The Wild Hunt appeared in several forms on screens, mostly as armies of fearsome ghosts or a small group of spectral horsemen. One of the most iconic movies with something similar to the Wild Hunt is The Legend of Sleepy Hollow featuring the Headless Horseman hunting for prey.
In Tolkein’s Lord of the Rings, the nine Nazgul are wraiths that started as black riders on hellish horses hunting for the Ring-bearer Frodo. In the third book and film, Return of the King, Aragorn commanded an army of spectral warriors to defeat a legion of orcs. Both of these instances are examples of the Wild Hunt used as inspiration for films.
Video Game Bosses
In most video games, the legend is introduced as optional bosses and enemies that are extremely difficult. In Dark Souls, there is the forest hunter covenant that’s a playable Wild Hunt. Players in this covenant can invade other player’s worlds and hunt them down for items.

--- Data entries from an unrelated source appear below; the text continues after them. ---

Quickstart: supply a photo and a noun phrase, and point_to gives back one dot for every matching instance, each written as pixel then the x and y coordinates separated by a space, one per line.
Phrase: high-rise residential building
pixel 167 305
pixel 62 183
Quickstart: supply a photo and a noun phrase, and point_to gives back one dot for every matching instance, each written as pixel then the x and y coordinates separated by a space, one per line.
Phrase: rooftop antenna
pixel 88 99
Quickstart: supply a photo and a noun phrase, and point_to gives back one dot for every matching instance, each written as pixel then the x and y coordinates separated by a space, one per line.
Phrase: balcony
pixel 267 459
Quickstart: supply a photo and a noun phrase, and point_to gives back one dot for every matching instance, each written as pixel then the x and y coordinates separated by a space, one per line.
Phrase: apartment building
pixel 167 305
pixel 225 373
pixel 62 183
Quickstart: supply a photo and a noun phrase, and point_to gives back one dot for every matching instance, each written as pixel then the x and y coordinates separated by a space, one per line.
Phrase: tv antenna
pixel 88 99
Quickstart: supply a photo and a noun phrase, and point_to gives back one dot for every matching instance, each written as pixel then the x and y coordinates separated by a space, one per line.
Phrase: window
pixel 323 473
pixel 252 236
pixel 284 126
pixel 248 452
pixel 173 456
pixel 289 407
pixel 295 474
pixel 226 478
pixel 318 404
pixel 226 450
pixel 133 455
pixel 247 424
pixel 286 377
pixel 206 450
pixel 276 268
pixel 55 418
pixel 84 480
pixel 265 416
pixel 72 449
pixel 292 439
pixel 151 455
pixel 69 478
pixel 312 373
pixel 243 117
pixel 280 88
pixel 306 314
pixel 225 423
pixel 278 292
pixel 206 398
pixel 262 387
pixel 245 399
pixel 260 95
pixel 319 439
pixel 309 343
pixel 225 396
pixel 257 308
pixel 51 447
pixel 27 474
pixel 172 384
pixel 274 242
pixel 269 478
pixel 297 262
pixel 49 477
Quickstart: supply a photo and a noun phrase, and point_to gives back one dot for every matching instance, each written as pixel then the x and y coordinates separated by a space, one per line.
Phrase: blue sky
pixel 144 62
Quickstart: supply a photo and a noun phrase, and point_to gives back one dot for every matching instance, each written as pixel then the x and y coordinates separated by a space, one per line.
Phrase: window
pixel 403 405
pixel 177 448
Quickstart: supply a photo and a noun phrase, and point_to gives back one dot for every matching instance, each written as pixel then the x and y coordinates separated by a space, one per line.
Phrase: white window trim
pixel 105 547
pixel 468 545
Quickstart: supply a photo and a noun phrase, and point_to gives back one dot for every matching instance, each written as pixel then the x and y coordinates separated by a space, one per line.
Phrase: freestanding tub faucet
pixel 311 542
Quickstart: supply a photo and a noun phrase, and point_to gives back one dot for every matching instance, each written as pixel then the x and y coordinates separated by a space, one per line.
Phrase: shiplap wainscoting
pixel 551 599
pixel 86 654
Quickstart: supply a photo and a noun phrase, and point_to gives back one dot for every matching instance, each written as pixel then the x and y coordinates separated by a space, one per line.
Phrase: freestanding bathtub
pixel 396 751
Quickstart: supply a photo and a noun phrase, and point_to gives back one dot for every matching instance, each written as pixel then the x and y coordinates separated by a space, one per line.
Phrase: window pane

The myth plays a prominent role throughout the Witcher video game series. They are a group of dimension traveling elves who leave behind spiritual apparitions wherever they go. In Witcher 3: The Wild Hunt, they are the main antagonists pursuing Ciri and menacing Geralt.
Like many stories in myths and legends, the Wild Hunt is a tale as old as time. Inspiring the biblical Horsemen of the Apocalypse and dullahans as the headless horseman. The Wild Hunt is up there with sea monsters and dragons in unconscious representation throughout human history and mythology.
While gaining modern popularity due to the success of the Witcher series, the Wild Hunt continues to be used as a scary plot device. When adventurers and travelers make their way through the darkness they must beware as the sounds of horses and hellhounds mark the arrival of the Wild Hunt.